L’embarras d’Ariel Sharon est d’autant plus grand que la police israélienne s’intéresse à son propre fils, Omri Sharon, 27 ème sur la liste de la Knesset. Lui aussi va être interrogé au sujet de cette affaire de pots-de-vins, ainsi que sur les relations qu’il entretient avec un homme d’affaires à la réputation douteuse, Shlomi Oz, qui a notamment purgé 32 mois de détention pour extorsion de fonds. Interrogé à ce sujet, Ariel Sharon a vivement pris la défense de son fils en déclarant qu’il n’avait rien à voir «avec les éléments criminels qui ont réussi à entrer dans le comité central». Il répondait alors notamment aux accusations portées par le quotidien Haaretz selon lesquelles Omri Sharon aurait personnellement remis des formulaires d’adhésion du Likoud à plusieurs personnes soupçonnées de se livrer au trafic de drogue.

Ariel Sharon a réussi jusqu’à présent à reléguer ces tracas de politique intérieure au second plan, les risques d’un éventuel conflit en Irak semblant accaparer toute l’attention de l’opinion publique. Selon un sondage publié ce vendredi par le quotidien Yediot Ahronot, près de deux Israéliens sur trois sont en faveur d’une attaque américaine contre l’Irak. Et la population suit du coup avec beaucoup d’attention le plan de défense mis en œuvre par le gouvernement d’Ariel Sharon visant à prévenir toute éventuelle agression de l’Irak contre Israël en riposte à l’attaque américaine. Des préparatifs extrêmement médiatisés qui, selon l’opposition, seraient surtout destinés à faire oublier les affaires de corruption.

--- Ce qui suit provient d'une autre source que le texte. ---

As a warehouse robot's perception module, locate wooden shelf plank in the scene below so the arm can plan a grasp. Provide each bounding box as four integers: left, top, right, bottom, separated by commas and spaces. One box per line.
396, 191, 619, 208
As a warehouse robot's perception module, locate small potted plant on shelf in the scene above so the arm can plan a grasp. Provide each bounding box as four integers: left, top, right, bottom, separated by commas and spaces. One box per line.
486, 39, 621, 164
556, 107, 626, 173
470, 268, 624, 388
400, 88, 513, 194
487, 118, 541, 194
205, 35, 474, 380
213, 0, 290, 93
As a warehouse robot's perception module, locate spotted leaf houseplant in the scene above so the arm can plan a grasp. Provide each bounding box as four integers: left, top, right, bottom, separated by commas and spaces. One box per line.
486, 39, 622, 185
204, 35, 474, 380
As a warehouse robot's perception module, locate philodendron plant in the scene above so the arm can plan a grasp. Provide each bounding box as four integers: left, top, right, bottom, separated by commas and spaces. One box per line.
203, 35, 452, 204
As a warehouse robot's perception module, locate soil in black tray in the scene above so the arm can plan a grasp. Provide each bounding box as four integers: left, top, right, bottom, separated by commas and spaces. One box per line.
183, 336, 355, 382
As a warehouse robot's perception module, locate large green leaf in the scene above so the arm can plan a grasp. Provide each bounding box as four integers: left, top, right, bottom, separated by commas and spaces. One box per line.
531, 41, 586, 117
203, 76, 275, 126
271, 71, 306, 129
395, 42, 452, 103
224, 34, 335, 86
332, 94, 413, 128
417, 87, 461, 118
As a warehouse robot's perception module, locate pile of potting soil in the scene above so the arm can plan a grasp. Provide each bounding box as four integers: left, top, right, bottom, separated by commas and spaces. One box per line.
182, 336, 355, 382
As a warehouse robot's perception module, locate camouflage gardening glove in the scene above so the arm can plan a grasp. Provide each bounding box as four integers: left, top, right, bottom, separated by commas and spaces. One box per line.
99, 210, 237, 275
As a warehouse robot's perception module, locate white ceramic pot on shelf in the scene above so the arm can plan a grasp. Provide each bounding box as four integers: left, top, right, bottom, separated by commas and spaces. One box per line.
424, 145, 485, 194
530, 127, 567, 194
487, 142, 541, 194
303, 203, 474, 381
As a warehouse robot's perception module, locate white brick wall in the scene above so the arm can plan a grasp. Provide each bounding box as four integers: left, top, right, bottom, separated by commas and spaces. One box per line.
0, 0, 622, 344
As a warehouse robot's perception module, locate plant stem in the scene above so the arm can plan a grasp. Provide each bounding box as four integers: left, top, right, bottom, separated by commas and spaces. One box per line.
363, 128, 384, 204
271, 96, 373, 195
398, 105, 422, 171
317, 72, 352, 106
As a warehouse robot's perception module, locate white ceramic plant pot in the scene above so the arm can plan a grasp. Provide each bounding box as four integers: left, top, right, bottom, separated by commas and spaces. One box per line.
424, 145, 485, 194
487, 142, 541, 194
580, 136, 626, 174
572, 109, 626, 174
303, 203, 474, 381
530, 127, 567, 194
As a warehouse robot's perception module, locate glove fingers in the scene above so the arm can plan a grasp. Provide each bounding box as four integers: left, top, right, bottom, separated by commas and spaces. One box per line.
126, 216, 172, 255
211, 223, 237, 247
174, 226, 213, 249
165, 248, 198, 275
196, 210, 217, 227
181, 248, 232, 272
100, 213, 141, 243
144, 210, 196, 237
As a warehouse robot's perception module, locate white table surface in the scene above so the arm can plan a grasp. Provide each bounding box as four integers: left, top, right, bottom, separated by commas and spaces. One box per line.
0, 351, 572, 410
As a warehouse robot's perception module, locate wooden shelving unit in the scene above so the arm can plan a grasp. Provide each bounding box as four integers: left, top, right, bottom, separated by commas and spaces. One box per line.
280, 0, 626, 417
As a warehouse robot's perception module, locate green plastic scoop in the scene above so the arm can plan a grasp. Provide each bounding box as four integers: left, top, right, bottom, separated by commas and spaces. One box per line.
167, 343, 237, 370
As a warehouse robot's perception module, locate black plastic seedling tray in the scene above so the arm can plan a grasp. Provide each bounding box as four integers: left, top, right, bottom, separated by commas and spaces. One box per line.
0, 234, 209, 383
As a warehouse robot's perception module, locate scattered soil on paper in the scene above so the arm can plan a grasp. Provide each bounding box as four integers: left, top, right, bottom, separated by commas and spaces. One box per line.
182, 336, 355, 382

Une telle manœuvre de diversion serait peu efficace à moyen terme si le scandale qui secoue le comité interne du Likoud continuait d’enfler. D’autant que ce parti doit également faire face à d’autres accusations dans le même temps. Le quotidien Maariv a ainsi révélé jeudi que le gouvernement israélien avait engagé des tractations politiques avec l’Eglise orthodoxe grecque dans le but de réaliser des transactions immobilières avec elle. Une nouvelle affaire qui ne peut que contribuer à ternir un peu plus l’image du Likoud à cinq semaines des élections législatives.